GE Jobs
Published 12:00 am Tuesday, September 29, 2009
By Billy Davis
GE Aviation has bumped its total Batesville workforce to 75 after adding 18 new employees in September, a plant spokesman announced last week.
The new hirings will allow GE to move to three eight-hour shifts five days a week, Justin Whitman, human resources leader, told The Panolian.
The company expects to add another 25 workers in November, Whitman also announced.
The Batesville plant manufactures state-of-the-art composite components for GE jet engines. The 300,000-square-foot plant opened in 2008.
The new hirings will join GE employees who are manufacturing fan platforms and the fan stator assembly for the GEnx jet engine.
Whitman said the assembly line workers, known as plant associates, “continue to impress us with their work ethic, quick learning, and overall energy as they start their career with GE Aviation.”
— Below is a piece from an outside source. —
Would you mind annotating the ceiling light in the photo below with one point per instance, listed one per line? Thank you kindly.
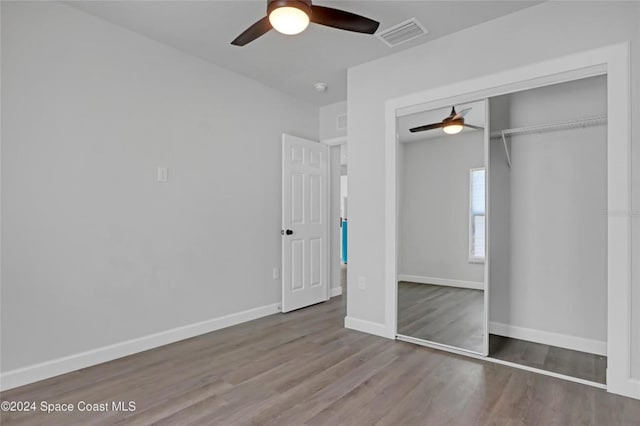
(289, 20)
(453, 127)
Plant officials have said hourly pay starts at $14 an hour, which is just under $30,000 annually, for new hirings.
GE has received more than 3,000 applications for its assembly line jobs since the company announced construction of a Batesville site.
At the Batesville site, GE associates follow a teamwork approach that relies on coordination among workers rather than direct oversight by management.
In August 100 key GE Aviation leaders studied the teamwork model at the Batesville plant, when they descended on Batesville and Oxford for a two-day conference.
The positive employment news at GE comes amidst the nationwide recession, which is moving into the fourth quarter of 2009 with unemployment flirting with double digits.
Unemployment in Panola County was 12.3 percent in August, mirroring all counties that touch Panola except Lafayette.
Mississippi’s unemployment rate was 9.5 percent in August.
“Most communities are losing jobs while Panola County has a net gain over the past 12 months,” said Panola Partnership CEO Sonny Simmons.
Simmons, passing along more promising news, said Batesville plant Parker-Hannifin also expects to hire workers by the end of the year.
Parker plant manager Lisa Chism confirmed the plant expects to add workers in coming months.
Simmons, after returning from a delegation trip to Washington, D.C. last week, said talk in the nation’s capital is that the economy is expected to rebound in early 2010.
“When there’s an upturn in the economy, you will see companies becoming a lot more aggressive,” he said. “Panola County is well-positioned to benefit from that.”